Hannah Bail is busy. Her first words to me are a breathless apology for sticking me with the job of picking up the apples that have fallen from the overladen trees.
“It’s just been one damn thing after the next,” she explains in the robust accent of her native Germany. She has large, clear eyes and the kind of flawless, rosy complexion you’d expect of someone who has spent most of her 38 years working on farms. “We usually try to do it every afternoon but just couldn’t do it the last three days.”
The job is important, she says, because keeping rotting apples out from under the trees is one of the keys to producing apples without pesticides. “Everyone says you can’t grow organic apples. B.S. But orchard hygiene is very, very, very important to us.”
The apples at Threshold Farm in Philmont, NY, where Bail and her husband Hugh Williams have cultivated an orchard for the last 13 years, are certainly organic by anyone’s measure, though they can’t legally label them that. The organic certification requires recordkeeping they don’t have time for and fees they cannot afford.

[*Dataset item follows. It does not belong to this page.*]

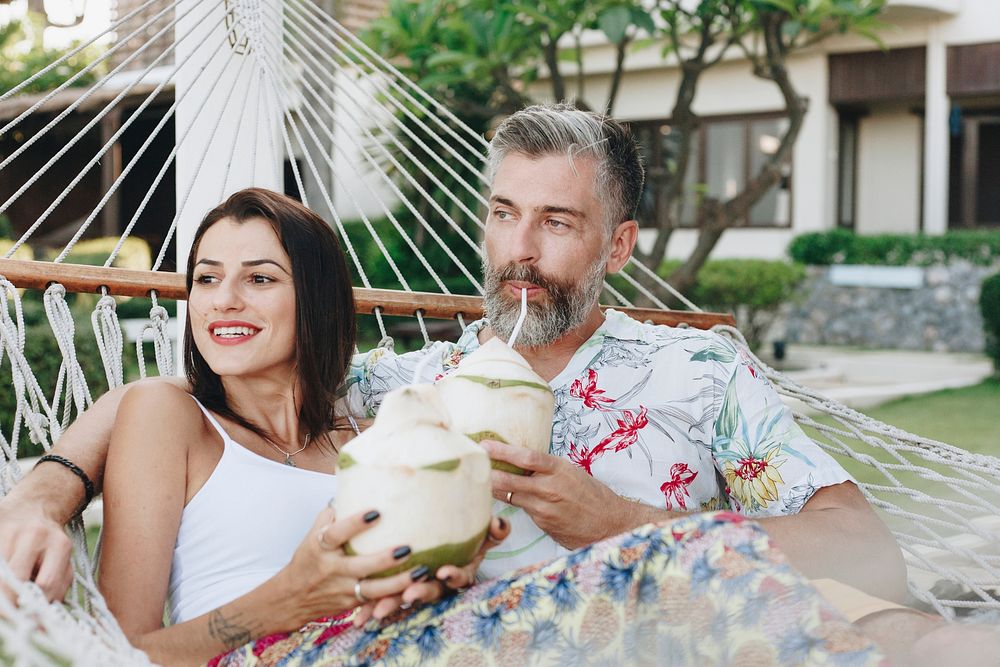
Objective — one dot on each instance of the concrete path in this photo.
(866, 378)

Instead, they label their apples with an older, and stranger, designation: biodynamic, a method of growing based on the ideas of Rudolf Steiner, the Austrian philosopher, educator and esotericist best known for founding Waldorf education.

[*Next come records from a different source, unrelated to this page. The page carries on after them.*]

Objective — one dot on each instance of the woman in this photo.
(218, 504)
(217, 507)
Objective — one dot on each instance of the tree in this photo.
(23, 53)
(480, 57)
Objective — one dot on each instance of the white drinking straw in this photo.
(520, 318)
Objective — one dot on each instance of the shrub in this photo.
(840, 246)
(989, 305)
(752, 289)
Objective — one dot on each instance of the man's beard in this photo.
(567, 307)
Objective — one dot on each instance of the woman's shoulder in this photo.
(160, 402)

I dragged my boyfriend up to this farm in the Hudson Valley to pick half-rotten apples from piles of deer droppings because I wanted to see what this strange word, biodynamic, really meant. I ran across it for the first time when some Threshold Farm apples ended up at my neighborhood Community Supported Agriculture drop-off, Eat Records in Greenpoint. The staff at the store explained biodynamic as being “beyond organic” with a twist of pagan voodoo. There were sustainable growing practices, yes, along with a bit of howling at the moon.

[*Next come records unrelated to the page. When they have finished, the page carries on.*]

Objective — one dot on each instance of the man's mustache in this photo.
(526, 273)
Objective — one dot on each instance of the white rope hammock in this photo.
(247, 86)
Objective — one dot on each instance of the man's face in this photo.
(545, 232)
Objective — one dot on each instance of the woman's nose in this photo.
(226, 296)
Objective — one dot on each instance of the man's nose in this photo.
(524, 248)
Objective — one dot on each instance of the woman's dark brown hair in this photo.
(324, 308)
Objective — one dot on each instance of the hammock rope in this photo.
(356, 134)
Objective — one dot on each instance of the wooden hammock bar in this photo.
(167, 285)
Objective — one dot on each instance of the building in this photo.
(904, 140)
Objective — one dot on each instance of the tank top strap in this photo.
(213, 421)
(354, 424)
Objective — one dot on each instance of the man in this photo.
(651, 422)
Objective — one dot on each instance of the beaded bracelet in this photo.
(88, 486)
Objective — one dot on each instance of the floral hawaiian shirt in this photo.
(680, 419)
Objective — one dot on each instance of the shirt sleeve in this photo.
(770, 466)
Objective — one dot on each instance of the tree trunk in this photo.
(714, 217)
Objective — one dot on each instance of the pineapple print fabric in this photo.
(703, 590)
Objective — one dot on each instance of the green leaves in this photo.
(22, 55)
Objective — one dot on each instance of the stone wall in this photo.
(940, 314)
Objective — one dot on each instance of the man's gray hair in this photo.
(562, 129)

This image could not have been farther from what we encountered upon arriving at the 45-acre hilltop farm. A freakishly warm October was finally settling into something that resembled fall. A dozen rather well-adjusted-looking people in fleece jackets and stocking caps milled about the top of the orchard, some on ladders, some crouching next to plastic bins, as children ran around shrieking with laughter. Bail moved methodically from group to group, engaging in some political chatter as she gently showed her volunteers how to tell when an apple is ready to pick or where to drag the bulging bags so that Williams could pick them up on the tractor.
Most had driven an hour up from Beacon, NY, or beyond to support the farm, pass a pastoral afternoon, and drive home with cars stuffed with exquisitely fresh apples and vegetables that simply tasted better than anything else around.